Division 310 allows two options for the asset roll-over depending on the net capital gain or loss position of the entity in relation to the transferred assets. If an entity is in a net capital loss position in relation to the transferred assets for the current year, it may choose either the global asset approach or the individual approach. If the entity is not in that position, it can only choose the individual asset approach.
Subdivision 310-B specifies what entities are eligible for the loss relief and sets out three conditions that must be satisfied (subsection 310-10(1)).
The first condition - assets held by a fund
The first condition for the loss transfer is satisfied under subsection 310-10(2), if, just before the arrangement was made, the transferring entity's assets included assets other than:
(a) a complying superannuation/FHSA life insurance policy; or
(b) units in a pooled superannuation trust.
The second condition - fund ceases to have members
Subsection 310-10(3) provides that the second condition is satisfied if, under the arrangement:
(a) the transferring entity ceases to have any members (within the meaning of the Superannuation Industry Supervision Act 1993 (SIS Act)) at a particular time (the completion time); and
(b) the individuals who cease to be members (within the meaning of that Act) of the transferring entity become members (within the meaning of that Act) of one or more complying superannuation funds (the continuing funds).
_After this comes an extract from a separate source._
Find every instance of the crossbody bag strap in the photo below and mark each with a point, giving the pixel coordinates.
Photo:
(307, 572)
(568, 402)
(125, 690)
The third condition - number of members of the continuing fund
The third condition is satisfied under subsection 310-10(4) if either:
(a) none of the continuing funds was a small superannuation fund, and all existed, just before the arrangement was made; or
(b) the following subparagraphs apply:
(i) only one of the continuing funds either was a small superannuation fund, or did not exist, just before the arrangement was made;
(ii) under the arrangement, a complying superannuation fund or complying approved deposit fund, other than the original fund, ceases to have any members (within the meaning of the SIS Act);
(iii) under the arrangement, the individuals who cease to be members (within the meaning of that Act) of that other fund become members (within the meaning of that Act) of the continuing fund;
(iv) either the other fund or the original fund was not a small superannuation fund just before the arrangement was made; and
(v) the continuing fund is not a small superannuation fund just after the earliest time when both the other fund and the original fund cease to have any members (within the meaning of that Act).
Application of Division 310 to the proposed transfer
It is considered that the fund will satisfy the first condition under subsection 310-10(2) as its assets do not comprise of a complying superannuation life insurance policy or units in a pooled superannuation trust.
It is considered that the fund will satisfy the second condition under subsection 310-10(3) as the fund, at the time of transfer, will cease to have any members and the individuals who were members of the fund become members of the XYZ Superannuation Fund which is a complying superannuation fund.
It is considered that the fund will satisfy the third condition under subsection 310-10(4) as the continuing fund will not have four or fewer members.
Based on the facts of this case, it is considered that the applicant has satisfied the three conditions contained in subsections 310-10(2) to 310-10(4) and therefore eligible for loss relief under Division 310 of the ITAA 1997.